Sensory modulation: The ability to receive sensory information, “monitor” the input, and then adjust accordingly. Sensory modulation disorder has three categories:
Overreactive: Explosive, disruptive, and avoidant behavior
Underreactive: Distracted and withdrawn
Sensory seeking: Distracting behavior (fidgeters and crashers)
Tactile sense: The sense of touch that has two components:
Discriminative: The ability to discriminate valuable information about the properties of what is being touched
Defensive: Stimulated by light touch and often overactive in autistic children
Theory of mind: The term used to describe a set of mental processes that are used to plan, organize, strategize, and attend to and remember details. Impairments in executive function impact a child’s ability to examine ideas, make plans, complete work in a timely manner, or ask for help as well as more information when needed.
Vestibular (movement-balance): The three-dimensional “you are here” marker allowing one to understand where the body is in relation to the ground.
Visual-motor integration: The ability to take images from a vertical to a horizontal plane, which are foundational for visual-motor skills.

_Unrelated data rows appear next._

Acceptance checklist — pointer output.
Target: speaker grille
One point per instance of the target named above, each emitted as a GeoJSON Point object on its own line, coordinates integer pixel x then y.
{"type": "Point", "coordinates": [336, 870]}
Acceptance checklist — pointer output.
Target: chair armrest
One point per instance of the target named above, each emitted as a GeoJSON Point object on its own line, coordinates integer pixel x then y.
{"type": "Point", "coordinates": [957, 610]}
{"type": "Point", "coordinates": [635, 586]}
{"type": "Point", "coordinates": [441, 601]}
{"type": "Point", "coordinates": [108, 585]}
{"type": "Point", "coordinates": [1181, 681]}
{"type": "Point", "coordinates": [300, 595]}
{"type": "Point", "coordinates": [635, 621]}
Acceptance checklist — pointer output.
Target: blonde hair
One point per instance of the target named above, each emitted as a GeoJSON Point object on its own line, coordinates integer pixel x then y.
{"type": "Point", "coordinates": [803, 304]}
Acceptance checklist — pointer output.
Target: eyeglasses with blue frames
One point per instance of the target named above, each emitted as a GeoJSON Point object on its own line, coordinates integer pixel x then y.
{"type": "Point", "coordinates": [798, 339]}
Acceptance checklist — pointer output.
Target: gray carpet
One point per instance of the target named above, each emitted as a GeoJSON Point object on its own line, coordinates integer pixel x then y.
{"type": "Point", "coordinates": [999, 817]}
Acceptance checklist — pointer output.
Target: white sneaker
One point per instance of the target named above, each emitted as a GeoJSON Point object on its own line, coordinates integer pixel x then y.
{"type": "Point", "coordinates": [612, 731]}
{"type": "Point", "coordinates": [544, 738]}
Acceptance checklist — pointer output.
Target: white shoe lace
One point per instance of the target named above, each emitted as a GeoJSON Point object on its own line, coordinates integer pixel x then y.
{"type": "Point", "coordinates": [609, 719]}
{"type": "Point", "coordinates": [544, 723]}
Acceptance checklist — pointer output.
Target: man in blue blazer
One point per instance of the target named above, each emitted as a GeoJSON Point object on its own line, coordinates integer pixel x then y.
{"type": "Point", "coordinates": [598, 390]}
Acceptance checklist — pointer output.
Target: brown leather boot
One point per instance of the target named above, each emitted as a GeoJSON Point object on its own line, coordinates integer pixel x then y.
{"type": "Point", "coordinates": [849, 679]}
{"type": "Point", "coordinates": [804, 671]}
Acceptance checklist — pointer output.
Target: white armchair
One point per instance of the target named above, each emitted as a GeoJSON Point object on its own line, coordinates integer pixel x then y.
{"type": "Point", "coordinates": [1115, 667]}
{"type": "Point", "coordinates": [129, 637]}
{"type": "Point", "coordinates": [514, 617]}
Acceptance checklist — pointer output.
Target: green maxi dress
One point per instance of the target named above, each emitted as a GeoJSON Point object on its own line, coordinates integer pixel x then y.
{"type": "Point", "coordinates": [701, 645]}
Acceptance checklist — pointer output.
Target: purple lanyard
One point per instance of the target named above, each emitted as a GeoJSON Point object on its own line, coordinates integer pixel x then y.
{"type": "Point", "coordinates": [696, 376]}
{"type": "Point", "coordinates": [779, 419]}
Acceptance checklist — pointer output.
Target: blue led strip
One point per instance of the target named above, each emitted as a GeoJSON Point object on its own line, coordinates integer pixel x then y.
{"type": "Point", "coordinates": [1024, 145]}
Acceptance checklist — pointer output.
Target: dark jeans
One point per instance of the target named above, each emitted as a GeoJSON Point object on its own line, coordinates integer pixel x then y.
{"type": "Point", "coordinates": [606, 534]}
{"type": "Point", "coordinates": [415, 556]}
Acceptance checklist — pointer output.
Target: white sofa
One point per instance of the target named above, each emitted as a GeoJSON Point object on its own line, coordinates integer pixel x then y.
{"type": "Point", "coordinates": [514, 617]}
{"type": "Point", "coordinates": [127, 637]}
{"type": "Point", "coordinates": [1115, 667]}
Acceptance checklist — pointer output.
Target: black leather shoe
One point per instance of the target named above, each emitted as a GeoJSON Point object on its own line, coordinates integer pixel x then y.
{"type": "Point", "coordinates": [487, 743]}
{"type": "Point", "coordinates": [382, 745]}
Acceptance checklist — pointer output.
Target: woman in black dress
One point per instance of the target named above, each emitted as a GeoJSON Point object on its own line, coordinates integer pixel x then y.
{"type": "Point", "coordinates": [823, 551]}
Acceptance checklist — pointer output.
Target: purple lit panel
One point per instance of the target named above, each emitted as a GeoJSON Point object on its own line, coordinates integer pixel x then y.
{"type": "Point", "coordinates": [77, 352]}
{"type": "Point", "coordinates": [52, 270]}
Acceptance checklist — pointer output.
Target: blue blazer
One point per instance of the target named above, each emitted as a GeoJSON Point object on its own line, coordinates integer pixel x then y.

Visual (seeing): The seeing sense, which provides one with information about the color, shape, and distance of objects from one another, as well as movement of objects and people.
Visual-motor skills: The ability to coordinate visual information with the movement of the body.
Visual-perceptual skills: The brain’s ability to take in the visual information from the eyes, integrate it with information from the other senses, and make use of it. Visual-perceptual skills are broken down as follows:
Visual discrimination: The ability to discriminate visual likeness and difference, figure-ground from foreground; visual closure (fill in visual information).
Visual memory: The ability to visually recall past information.
Visualization: The ability to take the visual information that you already know and use it to project a new visual scenario into the future.